A golden pastry on a platter with several other dishes surrounding it.

The duck borek.
Noah Fecks/Zou Zou’s

Duck Borek

Borek, savory pastries popular in the Balkans and other ex-Ottoman territories, could always use a bit more appreciation, I like to think, and Sperling has one for the ages. The chef stuffs duck sausage into layers of phyllo-like yufka dough, twirls it into something that looks like a butcher’s pinwheel, crisps it up in the oven, and glazes the golden confection with a sheen of orange sugar syrup. The $42 dish flakes with more ease than soft apple pie; even the loosely packed meat exhibits a preternatural tenderness. The orange glaze, in turn, balances out the funk of the duck with sugar and acidity. This is a spectacular dish.

White cream cheese sits between layers of phyllo and underneath a red-tinted nest of kataifi

The kataifi cheesecake.
Noah Fecks/Zou Zou’s

The Kataifi Cheesecake

The $18 cheesecake boasts a width of over five inches, appropriate for such a classic New York form of overindulgence. Dots of tart, sugary cheese, shaped into kisses as if piped from a pastry bag, sit between two thin layers of phyllo. A pile of shredded wheat-like kataifi, arranged like shoestring fries, sits on top.

The first thing you notice is the ratio: There’s an equal proportion of pastry and kataifi to cheese. It’s like a BLT that’s equal parts bacon and lettuce.

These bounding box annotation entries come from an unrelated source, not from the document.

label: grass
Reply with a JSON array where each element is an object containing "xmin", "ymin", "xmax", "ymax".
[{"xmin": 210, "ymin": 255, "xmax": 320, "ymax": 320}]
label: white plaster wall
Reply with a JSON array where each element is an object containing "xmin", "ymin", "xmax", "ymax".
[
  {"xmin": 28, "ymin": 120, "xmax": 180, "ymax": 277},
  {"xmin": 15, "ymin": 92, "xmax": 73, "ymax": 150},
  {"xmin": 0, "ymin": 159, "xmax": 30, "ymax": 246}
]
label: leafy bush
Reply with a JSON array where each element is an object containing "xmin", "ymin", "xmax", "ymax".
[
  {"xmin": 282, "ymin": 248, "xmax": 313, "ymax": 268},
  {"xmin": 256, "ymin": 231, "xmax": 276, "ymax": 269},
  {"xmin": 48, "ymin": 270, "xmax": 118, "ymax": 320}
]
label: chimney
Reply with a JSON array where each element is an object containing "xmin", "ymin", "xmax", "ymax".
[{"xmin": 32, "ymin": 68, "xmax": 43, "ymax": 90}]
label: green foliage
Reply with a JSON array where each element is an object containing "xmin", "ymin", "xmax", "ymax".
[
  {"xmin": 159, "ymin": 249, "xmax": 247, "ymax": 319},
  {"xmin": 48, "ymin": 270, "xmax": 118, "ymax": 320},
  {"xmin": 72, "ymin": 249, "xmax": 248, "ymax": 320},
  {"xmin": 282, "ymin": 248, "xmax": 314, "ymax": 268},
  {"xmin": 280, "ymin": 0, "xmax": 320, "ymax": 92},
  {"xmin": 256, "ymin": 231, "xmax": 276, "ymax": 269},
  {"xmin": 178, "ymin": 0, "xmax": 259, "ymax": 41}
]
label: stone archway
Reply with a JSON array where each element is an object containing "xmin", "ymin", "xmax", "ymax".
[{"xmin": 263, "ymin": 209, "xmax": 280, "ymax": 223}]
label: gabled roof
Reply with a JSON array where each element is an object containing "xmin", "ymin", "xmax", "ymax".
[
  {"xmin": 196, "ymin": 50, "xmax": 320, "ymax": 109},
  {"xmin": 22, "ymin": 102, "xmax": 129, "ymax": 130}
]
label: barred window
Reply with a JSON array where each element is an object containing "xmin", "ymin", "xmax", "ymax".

The bulk of any mouthful is a pile of soft crunch — like an airy breakfast cereal — until the sweet cream cheese and creme fraiche take over. Then a cloud of aromatic fruit releases its perfume, thanks to the fact that Chef Sperling dusts the entire creation with dehydrated raspberries. One could think of the whole thing as a loose analogue to cheese-y, crispy knafeh, but I’ll simply call it one of the city’s great cheesecakes.